1703 どうか、私を保証する者をあなたのそばに置いてください。ほかにだれか誓ってくれる者がありましょうか。
1704 あなたが彼らの心を閉じて悟ることがないようにされたからです。それゆえ、あなたは彼らを高められないでしょう。
1705 分け前を得るために友の告げ口をする者、その子らの目は衰え果てる。
1706 神は私を民の物笑いとされた。私は顔につばきをかけられる者となった。
1707 私の目は悲しみのためにかすみ、私のからだは影のようだ。
1708 正しい者はこのことに驚き、罪のない者は神を敬わない者に向かって憤る。
1709 義人は自分の道を保ち、手のきよい人は力を増し加える。
1710 だが、あなたがたはみな、帰って来るがよい。私はあなたがたの中にひとりの知恵のある者も見いだすまい。
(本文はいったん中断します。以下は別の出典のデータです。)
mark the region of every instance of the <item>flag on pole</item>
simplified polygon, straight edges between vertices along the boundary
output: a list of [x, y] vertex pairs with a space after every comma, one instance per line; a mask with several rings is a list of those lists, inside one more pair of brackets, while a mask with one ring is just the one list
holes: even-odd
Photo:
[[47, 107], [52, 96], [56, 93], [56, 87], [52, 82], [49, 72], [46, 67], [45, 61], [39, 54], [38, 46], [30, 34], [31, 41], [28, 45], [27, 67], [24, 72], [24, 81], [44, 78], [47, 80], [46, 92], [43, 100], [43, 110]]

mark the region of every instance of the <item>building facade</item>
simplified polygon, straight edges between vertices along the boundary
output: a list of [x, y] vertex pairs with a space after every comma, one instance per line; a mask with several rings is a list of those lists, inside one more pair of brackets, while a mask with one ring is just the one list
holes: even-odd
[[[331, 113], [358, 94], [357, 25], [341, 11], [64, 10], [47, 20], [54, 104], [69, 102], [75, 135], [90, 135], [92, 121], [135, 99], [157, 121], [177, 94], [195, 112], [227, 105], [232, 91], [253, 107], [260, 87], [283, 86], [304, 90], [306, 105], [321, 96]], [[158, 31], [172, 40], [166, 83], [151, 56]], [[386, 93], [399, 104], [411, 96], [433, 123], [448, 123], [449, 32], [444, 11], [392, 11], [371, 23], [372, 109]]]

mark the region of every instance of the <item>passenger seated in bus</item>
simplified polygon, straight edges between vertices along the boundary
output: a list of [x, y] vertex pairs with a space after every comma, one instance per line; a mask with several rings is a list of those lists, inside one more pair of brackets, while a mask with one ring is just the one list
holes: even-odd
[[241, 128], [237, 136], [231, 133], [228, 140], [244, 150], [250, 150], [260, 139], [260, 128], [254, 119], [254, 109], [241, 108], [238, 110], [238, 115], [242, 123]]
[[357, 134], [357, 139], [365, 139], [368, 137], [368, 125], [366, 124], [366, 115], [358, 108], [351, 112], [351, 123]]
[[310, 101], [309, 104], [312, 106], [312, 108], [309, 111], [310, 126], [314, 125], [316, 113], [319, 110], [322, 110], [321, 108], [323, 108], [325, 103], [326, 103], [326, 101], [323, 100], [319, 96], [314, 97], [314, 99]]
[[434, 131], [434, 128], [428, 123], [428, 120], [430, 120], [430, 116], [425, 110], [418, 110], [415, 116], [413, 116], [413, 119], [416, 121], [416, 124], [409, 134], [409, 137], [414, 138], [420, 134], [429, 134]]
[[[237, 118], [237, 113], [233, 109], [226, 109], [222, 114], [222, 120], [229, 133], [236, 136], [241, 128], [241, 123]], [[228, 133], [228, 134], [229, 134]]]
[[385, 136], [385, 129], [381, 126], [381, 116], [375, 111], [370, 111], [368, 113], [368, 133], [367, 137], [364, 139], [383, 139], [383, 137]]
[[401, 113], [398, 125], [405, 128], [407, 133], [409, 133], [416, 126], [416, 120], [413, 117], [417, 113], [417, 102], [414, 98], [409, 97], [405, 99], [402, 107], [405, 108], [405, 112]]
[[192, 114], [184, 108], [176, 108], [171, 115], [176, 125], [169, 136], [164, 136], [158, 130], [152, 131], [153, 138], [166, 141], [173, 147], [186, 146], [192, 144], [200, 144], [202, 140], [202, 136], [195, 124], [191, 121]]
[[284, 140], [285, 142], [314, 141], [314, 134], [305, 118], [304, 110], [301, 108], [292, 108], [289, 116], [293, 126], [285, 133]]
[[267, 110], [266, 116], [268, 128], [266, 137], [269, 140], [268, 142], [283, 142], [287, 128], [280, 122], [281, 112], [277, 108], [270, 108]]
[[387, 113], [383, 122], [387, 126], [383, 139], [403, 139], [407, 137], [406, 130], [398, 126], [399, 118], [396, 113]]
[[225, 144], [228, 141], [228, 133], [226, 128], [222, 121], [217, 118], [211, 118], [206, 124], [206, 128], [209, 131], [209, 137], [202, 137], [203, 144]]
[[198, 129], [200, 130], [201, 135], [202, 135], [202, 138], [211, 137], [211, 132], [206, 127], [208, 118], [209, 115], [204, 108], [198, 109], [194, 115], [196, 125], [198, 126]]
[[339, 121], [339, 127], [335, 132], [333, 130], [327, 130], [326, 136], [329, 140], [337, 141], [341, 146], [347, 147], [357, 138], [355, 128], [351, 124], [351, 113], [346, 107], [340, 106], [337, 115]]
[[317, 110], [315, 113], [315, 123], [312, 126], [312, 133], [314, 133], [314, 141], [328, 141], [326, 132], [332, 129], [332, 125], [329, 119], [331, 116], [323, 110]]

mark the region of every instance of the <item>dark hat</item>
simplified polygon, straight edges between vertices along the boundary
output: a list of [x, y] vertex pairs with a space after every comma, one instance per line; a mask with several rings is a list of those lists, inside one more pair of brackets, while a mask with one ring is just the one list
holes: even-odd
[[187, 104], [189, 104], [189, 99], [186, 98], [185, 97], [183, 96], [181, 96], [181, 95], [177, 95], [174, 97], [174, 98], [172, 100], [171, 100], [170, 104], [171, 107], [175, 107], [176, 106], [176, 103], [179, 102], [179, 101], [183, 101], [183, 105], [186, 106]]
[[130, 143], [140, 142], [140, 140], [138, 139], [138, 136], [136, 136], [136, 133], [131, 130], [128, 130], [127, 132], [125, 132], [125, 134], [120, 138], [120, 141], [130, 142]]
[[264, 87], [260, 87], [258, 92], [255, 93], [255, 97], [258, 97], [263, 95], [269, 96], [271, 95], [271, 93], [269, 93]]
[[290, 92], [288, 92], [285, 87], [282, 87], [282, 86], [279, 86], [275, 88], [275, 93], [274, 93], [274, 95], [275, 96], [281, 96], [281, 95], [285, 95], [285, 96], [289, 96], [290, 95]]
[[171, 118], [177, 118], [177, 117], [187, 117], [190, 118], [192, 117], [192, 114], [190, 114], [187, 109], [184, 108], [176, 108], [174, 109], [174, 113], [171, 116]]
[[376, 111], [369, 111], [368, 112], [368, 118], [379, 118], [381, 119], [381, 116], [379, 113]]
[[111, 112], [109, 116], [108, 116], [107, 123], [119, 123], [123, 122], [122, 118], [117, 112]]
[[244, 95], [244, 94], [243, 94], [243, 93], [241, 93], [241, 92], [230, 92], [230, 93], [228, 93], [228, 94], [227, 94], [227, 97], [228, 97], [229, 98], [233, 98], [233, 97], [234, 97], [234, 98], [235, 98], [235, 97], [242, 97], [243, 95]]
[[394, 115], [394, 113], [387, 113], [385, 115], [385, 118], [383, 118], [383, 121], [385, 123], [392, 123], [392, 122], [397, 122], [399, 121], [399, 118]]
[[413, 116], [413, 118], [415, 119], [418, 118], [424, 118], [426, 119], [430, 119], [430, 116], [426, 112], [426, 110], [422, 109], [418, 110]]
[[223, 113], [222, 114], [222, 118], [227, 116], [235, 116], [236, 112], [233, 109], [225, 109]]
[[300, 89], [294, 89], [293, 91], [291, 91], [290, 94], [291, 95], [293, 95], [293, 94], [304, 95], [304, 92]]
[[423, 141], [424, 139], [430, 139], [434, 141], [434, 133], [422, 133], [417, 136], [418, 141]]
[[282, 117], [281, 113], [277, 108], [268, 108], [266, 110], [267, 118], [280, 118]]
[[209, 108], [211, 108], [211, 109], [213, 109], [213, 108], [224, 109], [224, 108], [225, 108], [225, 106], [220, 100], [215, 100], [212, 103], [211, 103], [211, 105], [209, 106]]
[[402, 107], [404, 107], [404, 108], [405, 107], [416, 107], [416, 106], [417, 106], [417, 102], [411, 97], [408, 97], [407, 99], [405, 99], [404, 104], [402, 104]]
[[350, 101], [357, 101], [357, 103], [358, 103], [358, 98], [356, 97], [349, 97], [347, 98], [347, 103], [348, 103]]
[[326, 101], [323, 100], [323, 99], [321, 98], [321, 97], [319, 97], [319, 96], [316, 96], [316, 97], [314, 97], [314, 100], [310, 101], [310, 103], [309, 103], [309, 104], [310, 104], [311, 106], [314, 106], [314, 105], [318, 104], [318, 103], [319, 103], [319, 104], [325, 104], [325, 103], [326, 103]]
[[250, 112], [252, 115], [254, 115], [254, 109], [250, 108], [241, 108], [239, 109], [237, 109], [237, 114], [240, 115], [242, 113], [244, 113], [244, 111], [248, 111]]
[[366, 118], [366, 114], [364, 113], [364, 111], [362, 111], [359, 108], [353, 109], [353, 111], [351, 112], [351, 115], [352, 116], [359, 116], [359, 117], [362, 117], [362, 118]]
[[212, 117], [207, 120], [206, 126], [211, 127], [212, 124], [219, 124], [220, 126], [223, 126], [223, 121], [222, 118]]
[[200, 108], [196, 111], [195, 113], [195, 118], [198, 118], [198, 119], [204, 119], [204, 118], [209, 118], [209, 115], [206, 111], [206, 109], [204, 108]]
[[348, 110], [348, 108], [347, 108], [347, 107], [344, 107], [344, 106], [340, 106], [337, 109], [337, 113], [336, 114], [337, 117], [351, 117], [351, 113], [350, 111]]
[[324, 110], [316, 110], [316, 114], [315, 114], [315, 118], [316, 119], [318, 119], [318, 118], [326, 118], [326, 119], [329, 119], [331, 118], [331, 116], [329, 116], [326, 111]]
1711 私の日は過ぎ去り、私の企て、私の心に抱いたことも破れ去った。
1712 「夜は昼に変えられ、やみから光が近づく」と言うが、
1713 もし私が、よみを私の住みかとして望み、やみに私の寝床をのべ、
1714 その穴に向かって、「おまえは私の父だ」と言い、うじに向かって、「私の母、私の姉妹」と言うのなら、
1715 私の望みはいったいどこにあるのか。だれが、私の望みを見つけよう。
1716 よみの深みに下っても、あるいは、共にちりの上に降りて行っても。
1801 そこでシュアハ人ビルダデが答えて言った。
1802 いつ、あなたがたはその話にけりをつけるのか。まず悟れ。それから私たちは語り合おう。
1803 なぜ、私たちは獣のようにみなされるのか。なぜ、あなたがたの目には汚れて見えるのか。
1804 怒って自分自身を引き裂く者よ。あなたのために地が見捨てられようか。岩がその所から移されようか。
1805 悪者どもの光は消え、その火の炎も輝かない。
1806 彼の天幕のうちでは、光は暗くなり、彼を照らすともしびも消える。
1807 彼の力強い歩みはせばめられ、おのれのはかりごとが彼を投げ倒す。
1808 彼は自分の足で網にかかる。落とし穴の上を歩むからだ。
1809 わなは彼のかかとを捕らえ、しかけ網は彼をつかまえる。
1810 地には彼のための輪繩が、その通り道には彼のためのわなが隠されている。
1811 恐怖が回りから彼を脅かし、彼の足を追い立てる。
1812 彼の精力は飢え、わざわいが彼をつまずかせようとしている。
1813 彼の皮膚を食らおうとしている。死の初子が彼のからだを食らおうとしている。
1814 彼はその拠り頼む天幕から引き抜かれ、恐怖の王のもとへ追いやられる。
1815 彼の天幕には、彼のものではない者が住み、硫黄が彼の住まいの上にまき散らされる。
1816 下ではその根が枯れ、上ではその枝がしなびる。
1817 彼についての記憶は地から消えうせ、彼の名はちまたから消える。
1818 彼は光からやみに追いやられ、世から追い出される。
1819 彼には自分の民の中に親類縁者がなくなり、その住みかにはひとりの生存者もなくなる。
1820 西に住む者は彼の日について驚き、東に住む者は恐怖に取りつかれる。
1821 不正をする者の住みかは、まことに、このようであり、これが神を知らない者の住まいである。